The fault classification results obtained after running different methods 10 times (Group 2)

5 Conclusion

Aiming at the difficulty of extracting features and scale information of composite fault signals of existing rolling bearings, this paper proposes a new overlapping group sparse model, which can effectively extract the single feature extraction problem of the composite fault signal of rolling bearings. Additionally, to better extract the scale information of the composite fault signals of rolling bearings, this paper proposes a new deep complex convolutional neural model. The plural form in the model not only has richer characterization ability but also helps to extract different time scale information of rolling bearing composite fault signals. It also helps to remember the fault information. This paper proposes a method for composite fault diagnosis of rolling bearings, that is, a fault diagnosis algorithm for rolling bearings based on an overlapping group sparse model-deep complex CNN.

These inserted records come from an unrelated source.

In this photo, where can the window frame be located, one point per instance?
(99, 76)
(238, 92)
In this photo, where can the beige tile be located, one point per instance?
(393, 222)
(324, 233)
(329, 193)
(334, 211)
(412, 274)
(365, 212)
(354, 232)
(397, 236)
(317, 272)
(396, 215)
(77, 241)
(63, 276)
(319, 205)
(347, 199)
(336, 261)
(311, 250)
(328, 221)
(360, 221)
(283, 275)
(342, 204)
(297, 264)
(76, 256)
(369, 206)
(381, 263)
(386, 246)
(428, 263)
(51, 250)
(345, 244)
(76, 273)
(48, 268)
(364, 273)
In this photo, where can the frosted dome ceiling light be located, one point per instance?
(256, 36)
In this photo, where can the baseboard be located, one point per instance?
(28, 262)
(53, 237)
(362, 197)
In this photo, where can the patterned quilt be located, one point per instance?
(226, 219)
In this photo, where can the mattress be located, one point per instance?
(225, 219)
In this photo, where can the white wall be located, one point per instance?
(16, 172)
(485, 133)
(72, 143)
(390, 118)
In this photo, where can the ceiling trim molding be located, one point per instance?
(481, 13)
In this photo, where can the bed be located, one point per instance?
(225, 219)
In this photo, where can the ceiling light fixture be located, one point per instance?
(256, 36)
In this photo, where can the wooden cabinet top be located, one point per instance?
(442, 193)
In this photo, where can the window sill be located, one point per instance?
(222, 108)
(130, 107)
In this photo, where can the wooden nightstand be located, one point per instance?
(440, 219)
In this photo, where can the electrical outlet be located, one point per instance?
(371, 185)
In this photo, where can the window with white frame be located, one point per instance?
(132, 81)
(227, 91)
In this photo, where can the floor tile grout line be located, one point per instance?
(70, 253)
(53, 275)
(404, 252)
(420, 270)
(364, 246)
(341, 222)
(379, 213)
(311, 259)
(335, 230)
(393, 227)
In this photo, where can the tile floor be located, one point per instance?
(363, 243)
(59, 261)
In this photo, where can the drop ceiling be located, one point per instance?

The related bearing data experiments show that the method proposed in this paper can accurately identify all faults under constant working conditions. It not only greatly improves the recognition accuracy compared with the SVM method but also improves the recognition accuracy to a certain extent compared with other deep learning methods. This directly verifies the effectiveness of the fault diagnosis method proposed in this article. Under changing conditions, the fault classification accuracy obtained by the method proposed in this paper is the highest. The classification accuracies of the method proposed in this paper, SVM, and other deep learning methods under changing working conditions, which are 0.8%, 6%, and 2%, respectively, are lower than the classification accuracies under constant working conditions. It can be seen that the accuracy of the method proposed in this article decreases the least. This further verifies that the method proposed in this paper can adapt to different working conditions for the diagnosis and identification of rolling bearing fault signals.